Öyle bir hökümet kurdu ki görmeyin gitsin”

Vilayetten son dönüşünün sabahında alelacele ihtiyar heyetini köy odasına toplar muhtar. Tabi köylünün işi gücü çoktur. Eğer lüzumsuz bir şeyse konuşacakları, boş yere eğleşmemeyi isterler muhtardan. Esasen heyettekiler mevzunun lüzumsuz olacağını kestirirler onca yıllık tecrübelerinden yola çıkarak. Çünkü muhtara göre lüzumsuz diye bir şey yoktur; o, bütün lüzumsuz işleri lüzumlu hale getirmekte mahirdir.

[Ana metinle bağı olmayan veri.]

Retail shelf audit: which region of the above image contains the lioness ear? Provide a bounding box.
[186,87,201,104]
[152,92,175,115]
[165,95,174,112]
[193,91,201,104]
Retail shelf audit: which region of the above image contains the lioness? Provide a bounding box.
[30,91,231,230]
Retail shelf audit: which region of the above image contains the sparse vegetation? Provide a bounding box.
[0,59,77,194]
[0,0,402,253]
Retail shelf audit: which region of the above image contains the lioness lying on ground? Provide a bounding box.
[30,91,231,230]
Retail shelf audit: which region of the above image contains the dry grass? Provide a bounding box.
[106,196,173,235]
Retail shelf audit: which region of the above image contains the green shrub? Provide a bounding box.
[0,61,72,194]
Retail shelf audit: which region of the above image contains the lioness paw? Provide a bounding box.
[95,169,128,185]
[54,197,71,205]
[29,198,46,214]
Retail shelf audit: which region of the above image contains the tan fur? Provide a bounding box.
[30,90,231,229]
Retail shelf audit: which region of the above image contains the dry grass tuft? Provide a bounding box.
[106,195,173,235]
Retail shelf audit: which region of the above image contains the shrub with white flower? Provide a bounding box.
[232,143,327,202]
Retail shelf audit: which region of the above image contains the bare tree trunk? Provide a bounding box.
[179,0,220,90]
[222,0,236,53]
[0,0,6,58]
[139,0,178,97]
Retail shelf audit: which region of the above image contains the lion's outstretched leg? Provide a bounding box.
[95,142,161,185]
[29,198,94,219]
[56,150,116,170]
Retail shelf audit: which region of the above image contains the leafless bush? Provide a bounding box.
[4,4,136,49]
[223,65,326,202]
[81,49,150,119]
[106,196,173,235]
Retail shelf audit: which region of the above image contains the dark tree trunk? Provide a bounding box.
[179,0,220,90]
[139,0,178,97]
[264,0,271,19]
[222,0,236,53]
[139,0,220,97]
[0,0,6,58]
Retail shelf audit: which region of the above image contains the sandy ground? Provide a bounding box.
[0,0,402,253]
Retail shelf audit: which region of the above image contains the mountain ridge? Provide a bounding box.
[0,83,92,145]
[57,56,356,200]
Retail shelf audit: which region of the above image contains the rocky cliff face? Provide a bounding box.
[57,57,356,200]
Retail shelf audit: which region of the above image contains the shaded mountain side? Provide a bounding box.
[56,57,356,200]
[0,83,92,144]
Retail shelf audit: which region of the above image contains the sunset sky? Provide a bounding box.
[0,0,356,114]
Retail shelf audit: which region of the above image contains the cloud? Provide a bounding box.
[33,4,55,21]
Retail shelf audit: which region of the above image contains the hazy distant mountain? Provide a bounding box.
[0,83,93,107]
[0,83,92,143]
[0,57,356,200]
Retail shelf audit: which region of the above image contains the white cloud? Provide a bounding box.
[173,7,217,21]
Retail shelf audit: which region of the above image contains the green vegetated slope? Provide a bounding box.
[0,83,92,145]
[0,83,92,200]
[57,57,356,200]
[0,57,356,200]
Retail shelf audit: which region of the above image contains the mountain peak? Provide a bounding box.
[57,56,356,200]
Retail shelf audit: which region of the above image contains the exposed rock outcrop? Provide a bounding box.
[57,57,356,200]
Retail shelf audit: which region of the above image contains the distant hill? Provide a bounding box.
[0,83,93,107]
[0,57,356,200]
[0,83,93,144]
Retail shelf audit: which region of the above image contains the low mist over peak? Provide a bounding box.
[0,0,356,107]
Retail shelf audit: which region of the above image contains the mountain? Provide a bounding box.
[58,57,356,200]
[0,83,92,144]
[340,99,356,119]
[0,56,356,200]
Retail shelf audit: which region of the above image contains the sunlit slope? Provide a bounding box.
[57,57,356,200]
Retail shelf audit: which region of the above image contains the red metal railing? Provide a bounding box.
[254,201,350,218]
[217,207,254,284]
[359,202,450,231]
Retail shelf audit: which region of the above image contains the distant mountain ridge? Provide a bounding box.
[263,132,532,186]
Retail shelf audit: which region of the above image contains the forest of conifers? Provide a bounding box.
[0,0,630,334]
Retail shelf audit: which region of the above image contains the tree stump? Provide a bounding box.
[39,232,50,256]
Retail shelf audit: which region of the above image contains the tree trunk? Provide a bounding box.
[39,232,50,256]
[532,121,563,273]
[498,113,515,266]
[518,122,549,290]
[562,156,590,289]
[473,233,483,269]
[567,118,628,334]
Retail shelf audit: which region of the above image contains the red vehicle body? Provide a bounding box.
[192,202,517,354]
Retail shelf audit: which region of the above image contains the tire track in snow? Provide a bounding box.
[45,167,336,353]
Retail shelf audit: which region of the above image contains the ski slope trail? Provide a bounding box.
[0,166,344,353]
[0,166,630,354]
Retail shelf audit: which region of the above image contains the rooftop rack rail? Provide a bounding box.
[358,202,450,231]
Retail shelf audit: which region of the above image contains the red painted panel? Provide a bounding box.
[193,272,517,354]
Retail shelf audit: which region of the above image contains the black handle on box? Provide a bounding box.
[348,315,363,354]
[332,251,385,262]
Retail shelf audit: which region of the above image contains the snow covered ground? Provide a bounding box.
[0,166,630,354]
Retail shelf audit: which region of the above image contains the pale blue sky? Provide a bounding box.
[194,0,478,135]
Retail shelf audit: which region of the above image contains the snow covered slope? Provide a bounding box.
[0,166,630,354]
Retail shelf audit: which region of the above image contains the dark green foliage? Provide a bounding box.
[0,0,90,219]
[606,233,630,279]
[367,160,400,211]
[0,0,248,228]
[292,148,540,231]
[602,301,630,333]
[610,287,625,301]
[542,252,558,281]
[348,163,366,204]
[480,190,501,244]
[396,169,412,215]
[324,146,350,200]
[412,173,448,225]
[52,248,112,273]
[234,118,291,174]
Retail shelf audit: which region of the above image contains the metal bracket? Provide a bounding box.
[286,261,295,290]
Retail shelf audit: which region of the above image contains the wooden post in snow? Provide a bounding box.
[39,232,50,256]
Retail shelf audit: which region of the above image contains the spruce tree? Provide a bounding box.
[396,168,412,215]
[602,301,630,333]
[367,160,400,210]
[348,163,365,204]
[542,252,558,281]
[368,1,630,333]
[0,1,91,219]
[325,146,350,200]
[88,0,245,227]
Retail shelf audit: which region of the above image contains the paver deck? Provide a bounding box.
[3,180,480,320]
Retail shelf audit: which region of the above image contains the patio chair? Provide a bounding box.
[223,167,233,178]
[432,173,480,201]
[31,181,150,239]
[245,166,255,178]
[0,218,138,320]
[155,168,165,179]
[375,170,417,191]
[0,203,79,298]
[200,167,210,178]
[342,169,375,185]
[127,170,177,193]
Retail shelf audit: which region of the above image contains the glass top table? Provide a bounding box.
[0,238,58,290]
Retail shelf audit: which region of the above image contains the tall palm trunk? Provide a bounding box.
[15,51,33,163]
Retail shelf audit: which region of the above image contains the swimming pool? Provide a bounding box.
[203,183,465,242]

Muhtar, bu gelişinde artık muhtarlık olarak hiçbir lüzumsuz işle uğraşmayacaklarını ifade eder ihtiyar heyetine. Heyet ehlinin gözleri faltaşı gibi açılır ve dillerinden şunlar dökülür: “Yani inekler yollara pislemesin diye torba takmayacak mıyız? Hayvanlar girmesin diye parkta nöbet tutmayacak mıyız? Eşeklerimizin gerisine stop lambası takmayacak mıyız? Görüntüyü bozmasın diye tezekleri gizli gizli kurutmayacak mıyız? Kirlilikleri önlemek için bacalara tezek filtresi takmayacak mıyız? Atık sular için arıtma su tesisleri kurmayacak mıyız? Bundan sonra eşekleri mecburi park yerlerine bağlamayacak mıyız? Pazar yerinde neyim eşekleri satarken kuyruğuna etiket yapıştırmayacak mıyız?” Bunlar ve daha fazlası, muhtarın vilayetten köyüne taşıdığı yeniliklerdir. Uygulamasına uygularlar, ancak bütün bu yapılanların lüzumunun olmadığının bal gibi farkındadırlar. Öyle, ama bunu muhtara kim, nasıl anlatacaktı? Muhtar, sayılanları sabırla dinledikten sonra, bunları muhtarlık olarak artık yapmayacaklarını, çünkü yakında belediye olacaklarını, elan bir belediye teşkilatı kurmaları gerektiğini söyler oradakilere. Heyete göre bu haber, yandıklarının resmidir. Köylü iken baş edemedikleri muhtar ile belediyelik olunca nasıl baş edeceklerdi? Hem artık Reis sıfatıyla anılacaktı ki kim bilir başlarına neler gelecektir neler!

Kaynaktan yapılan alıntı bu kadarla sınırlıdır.